THINKING OF LIFE WITH MAHARISHI, ON HIS BIRTHDAY

I was thinking, this morning, of the two and a half years I spent living in Switzerland in the ‘70s with Maharishi Mahesh Yogi. The thought came at the end of a string of thoughts about writing. Writing puts you out there. It exposes your weaknesses, as well as your strengths—for all to see. The exact opposite of "being out there" is "being in there." And the most inward time of my life was when I was working and studying with Maharishi.

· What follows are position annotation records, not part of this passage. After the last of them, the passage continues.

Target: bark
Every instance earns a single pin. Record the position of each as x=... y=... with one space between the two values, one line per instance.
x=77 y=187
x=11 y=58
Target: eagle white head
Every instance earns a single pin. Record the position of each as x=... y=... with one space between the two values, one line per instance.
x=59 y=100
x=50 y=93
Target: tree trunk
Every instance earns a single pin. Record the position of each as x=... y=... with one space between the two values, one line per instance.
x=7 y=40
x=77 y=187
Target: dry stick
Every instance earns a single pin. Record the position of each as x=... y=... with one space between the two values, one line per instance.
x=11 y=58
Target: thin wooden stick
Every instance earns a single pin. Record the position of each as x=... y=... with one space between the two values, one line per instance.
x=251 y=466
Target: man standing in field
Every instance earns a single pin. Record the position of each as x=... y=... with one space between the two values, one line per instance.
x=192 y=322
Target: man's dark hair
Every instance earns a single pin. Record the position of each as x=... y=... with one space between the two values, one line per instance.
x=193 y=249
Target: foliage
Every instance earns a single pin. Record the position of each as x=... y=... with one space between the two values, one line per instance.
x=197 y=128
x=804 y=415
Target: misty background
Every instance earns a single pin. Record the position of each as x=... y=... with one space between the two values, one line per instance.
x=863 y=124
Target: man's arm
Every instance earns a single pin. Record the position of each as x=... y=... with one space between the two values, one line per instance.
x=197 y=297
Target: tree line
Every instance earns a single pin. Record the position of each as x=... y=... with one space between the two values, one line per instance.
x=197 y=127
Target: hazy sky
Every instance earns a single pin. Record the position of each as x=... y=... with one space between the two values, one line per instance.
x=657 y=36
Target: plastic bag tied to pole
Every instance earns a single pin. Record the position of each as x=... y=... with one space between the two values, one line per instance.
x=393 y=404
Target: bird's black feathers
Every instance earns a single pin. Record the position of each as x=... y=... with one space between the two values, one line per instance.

Living at Maharishi’s headquarters in Seelisberg, a tiny hamlet dangling on the edge of a cliff above Lake Lucerne, was about as much of an escape from the "thick and thin" of the world as I can imagine. Life was wonderful, easy, happy and exciting in the subtlest of ways. One of the reasons was the anonymity of it all. Hardly anyone outside my family knew where I was on the face of the earth. Even my parents sometimes doubted my very existence. I had managed to separate myself from most of the fleeting attractions of the material world.

Sometimes just to get a taste for the world, I’d sneak into the city of Lucerne with my friend Ivan Stuffle, for a cappuccino. After spending a couple of hours sitting in a cafe on the shore of the lake, and the buzz had worn off, we’d head back up into the mountains to sink back into the deep silence of Seelisberg.

I’m sure the reason we made those trips into the city was to experience some contrast. Like when you’re sitting in a hot bath, you need to stir the water every once in awhile just to feel that it’s hot. Going into Lucerne was like that.

Life in Seelisberg was so gentle and one day so much the same as another it was sometimes hard to tell if you were breathing—or not.

My life now is so filled with contrasts that it sometimes makes me long for that smooth and kind existence of the mountains. Actually, I think I’m slowly heading back. Life here in Mendocino County moves at half the speed of New York and Connecticut. It makes me a little dizzy just to think my life back there—all that rushing around—and for what?

Happy Birthday to Maharishi, for providing such deep and timeless knowledge, and for giving me the experience of Being. "Men may come and men may go, but I go on and on."